Dans l’école publique démocratique, le religieux est un objet de recherche et d’étude qui se doit d’être placé sur le même plan que les autres domaines étudiés par les élèves. Lorsqu’il s’agit d’appréhender les traces de la religion dans la culture, les sciences historiques, littéraires ou artistiques possèdent les méthodes nécessaires à une recherche et un enseignement correspondant aux critères de notre époque. Mais comme la religion évolue rapidement, l’école qui se limite à l’analyse des faits religieux coupe les élèves du religieux qu’ils vivent réellement. Par ailleurs, qui peut exclure de l’école les questions existentielles des enfants ? Les réponses présentées ci-dessus permettent de révéler le problème, mais ne peuvent prétendre le résoudre.

Si en religion, comme dans toutes les autres matières, l’enfant doit apprendre à exprimer ses propres opinions et à les justifier, toutes ces opinions sont-elles compatibles avec la vie en démocratie ? Sur quels critères évaluer les efforts des élèves ? La neutralité totale, chacun le sait est un leurre.
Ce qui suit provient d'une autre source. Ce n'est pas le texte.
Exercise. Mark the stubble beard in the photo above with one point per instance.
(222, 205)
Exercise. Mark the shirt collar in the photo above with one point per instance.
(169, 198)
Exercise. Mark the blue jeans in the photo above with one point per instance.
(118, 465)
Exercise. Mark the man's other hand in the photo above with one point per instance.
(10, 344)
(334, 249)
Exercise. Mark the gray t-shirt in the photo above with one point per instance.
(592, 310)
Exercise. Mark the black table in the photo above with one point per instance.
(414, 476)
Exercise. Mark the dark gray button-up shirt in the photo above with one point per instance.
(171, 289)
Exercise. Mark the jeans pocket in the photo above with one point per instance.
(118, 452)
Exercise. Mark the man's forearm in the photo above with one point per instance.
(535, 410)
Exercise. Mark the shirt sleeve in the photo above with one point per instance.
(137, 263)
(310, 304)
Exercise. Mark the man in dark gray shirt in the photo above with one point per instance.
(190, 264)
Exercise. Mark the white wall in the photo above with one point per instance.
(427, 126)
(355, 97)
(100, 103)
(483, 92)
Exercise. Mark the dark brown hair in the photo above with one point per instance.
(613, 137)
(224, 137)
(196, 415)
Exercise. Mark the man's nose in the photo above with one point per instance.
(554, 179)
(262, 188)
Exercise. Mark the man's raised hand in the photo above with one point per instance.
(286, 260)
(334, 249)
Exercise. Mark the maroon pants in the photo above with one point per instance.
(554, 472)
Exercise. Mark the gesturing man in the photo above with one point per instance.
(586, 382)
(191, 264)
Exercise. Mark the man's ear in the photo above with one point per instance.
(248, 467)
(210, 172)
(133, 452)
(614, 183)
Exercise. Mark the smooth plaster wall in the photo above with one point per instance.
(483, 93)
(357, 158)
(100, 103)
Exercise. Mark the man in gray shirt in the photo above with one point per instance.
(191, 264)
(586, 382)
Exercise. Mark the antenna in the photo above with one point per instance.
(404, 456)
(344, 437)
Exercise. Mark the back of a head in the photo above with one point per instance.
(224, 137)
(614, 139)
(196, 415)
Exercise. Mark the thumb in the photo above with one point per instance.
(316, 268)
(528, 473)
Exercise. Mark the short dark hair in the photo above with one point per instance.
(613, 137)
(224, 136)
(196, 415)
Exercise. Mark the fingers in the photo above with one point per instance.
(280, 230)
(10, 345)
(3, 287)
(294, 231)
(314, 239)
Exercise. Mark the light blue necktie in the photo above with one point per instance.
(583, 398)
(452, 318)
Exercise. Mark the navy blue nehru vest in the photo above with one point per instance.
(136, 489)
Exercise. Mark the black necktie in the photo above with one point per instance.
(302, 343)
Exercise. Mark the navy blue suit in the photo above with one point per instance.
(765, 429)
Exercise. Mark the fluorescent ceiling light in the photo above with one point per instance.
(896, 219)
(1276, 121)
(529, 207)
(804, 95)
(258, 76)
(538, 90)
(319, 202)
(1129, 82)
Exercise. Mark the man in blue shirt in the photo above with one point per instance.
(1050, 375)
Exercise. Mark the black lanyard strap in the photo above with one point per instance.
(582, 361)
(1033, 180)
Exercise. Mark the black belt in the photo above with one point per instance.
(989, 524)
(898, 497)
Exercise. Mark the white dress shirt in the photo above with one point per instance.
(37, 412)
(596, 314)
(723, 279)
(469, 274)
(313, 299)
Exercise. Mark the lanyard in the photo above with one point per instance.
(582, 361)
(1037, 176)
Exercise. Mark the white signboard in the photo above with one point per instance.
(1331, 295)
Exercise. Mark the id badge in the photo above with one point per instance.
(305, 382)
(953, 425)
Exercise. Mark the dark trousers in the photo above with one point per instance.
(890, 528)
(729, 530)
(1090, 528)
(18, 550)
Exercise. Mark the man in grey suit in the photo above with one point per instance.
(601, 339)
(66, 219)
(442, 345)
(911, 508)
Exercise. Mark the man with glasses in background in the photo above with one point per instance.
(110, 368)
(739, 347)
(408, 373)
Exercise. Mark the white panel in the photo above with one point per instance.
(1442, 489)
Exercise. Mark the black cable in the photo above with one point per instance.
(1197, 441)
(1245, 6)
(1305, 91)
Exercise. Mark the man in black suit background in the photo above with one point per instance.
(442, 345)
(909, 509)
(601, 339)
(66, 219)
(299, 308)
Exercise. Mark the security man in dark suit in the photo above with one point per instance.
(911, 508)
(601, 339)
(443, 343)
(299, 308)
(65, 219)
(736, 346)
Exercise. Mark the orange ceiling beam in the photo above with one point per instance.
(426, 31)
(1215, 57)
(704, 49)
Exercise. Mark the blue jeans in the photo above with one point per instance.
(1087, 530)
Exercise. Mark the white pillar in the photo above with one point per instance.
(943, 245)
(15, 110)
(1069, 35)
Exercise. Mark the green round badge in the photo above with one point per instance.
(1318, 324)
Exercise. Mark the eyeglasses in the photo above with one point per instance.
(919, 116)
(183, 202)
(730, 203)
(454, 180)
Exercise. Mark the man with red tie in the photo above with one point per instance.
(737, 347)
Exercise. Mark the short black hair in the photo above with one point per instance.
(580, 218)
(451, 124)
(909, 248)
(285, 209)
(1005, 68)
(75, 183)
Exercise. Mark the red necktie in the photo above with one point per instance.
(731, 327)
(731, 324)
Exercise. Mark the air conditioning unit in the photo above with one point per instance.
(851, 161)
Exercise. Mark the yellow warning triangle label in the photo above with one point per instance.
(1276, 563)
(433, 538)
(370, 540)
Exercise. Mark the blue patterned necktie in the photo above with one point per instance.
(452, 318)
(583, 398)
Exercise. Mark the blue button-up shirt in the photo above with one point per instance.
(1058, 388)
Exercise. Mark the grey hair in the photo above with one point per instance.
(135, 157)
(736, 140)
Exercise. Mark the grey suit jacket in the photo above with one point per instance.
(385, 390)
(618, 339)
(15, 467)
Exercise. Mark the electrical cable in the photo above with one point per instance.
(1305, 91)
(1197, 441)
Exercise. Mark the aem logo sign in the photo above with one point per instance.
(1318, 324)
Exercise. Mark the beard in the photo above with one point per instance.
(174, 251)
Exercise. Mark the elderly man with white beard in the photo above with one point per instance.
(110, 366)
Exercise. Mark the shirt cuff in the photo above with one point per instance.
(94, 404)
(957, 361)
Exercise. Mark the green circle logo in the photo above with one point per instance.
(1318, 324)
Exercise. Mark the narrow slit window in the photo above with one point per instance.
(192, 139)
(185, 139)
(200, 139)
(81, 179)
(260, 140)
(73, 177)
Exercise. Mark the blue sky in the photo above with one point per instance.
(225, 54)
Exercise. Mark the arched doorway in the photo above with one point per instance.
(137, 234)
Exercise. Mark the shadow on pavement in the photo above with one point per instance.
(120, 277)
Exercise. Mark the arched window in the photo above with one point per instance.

Les sciences de l’Homme ont développé des méthodes de travail permettant à la fois de respecter les libertés et à la fois d’éduquer à la vie en démocratie. En les appliquant au religieux, elles peuvent devenir indirectement révélatrices d’autres choses : les communautés religieuses qui respectent l’enseignement religieux conçu par les écoles démocratiques contribuent sans nul doute, à leur niveau, à la vie dans une société ouverte et tolérante, celles qui refusent à l’école le droit d’un enseignement religieux autonome posent sans doute des problèmes bien au-delà de la sphère scolaire.

III. Transmettre la foi

Les programmes décrits ci-dessus donnent une première indication sur la différence entre un enseignement religieux et la transmission de la foi. Mais la frontière n’est pas aussi étanche qu’il n’y paraît. Si connaître, comprendre, analyser ne nécessite pas réellement une démarche de foi, produire ses propres oeuvres, formuler une opinion et la justifier, peuvent relever d’une démarche croyante, même si elle n’est pas colorée d’un projet explicite de transmission de la foi.

Les religions s’investissent en général d’une double mission : « Le discours sur Dieu » et « La vie avec Dieu ». La catéchèse et, plus généralement, la théologie, relèvent du « Discours sur Dieu ». Théologiens et pédagogues du religieux parlent de Dieu. Mais les croyants parlent également avec Dieu. Il s’agit de la seconde mission du religieux : « La vie avec Dieu ». Elle concerne en général le liturgique, les rites, les rencontres communautaires. Nous proposons de privilégier le vécu liturgique et communautaire pour démarquer le projet pédagogique d’une communauté religieuse de celui de l’école. Dans cette optique, nous proposerions les finalités suivantes pour un projet de transmission de la foi en milieu chrétien :

  • Vivre sa foi en communauté[54].

  • Témoigner de l’Évangile[55].

  • Réfléchir sa foi[56].

Ces trois finalités s’inspirent d’une réflexion sur l’Église rédigée en préambule de la collection Grains d’KT. Le premier alinéa caractérise bien la relativisation du cognitif. Le cognitif n’est pas exclu d’une catéchèse de transmission de la foi, mais n’en constitue pas la première des finalités. Pour respecter ce principe, la pédagogie s’attachera à organiser des rencontres qui serviront d’événements de référence[57]. Ainsi le travail portera moins sur le plan des connaissances que sur celui des activités proposées aux enfants.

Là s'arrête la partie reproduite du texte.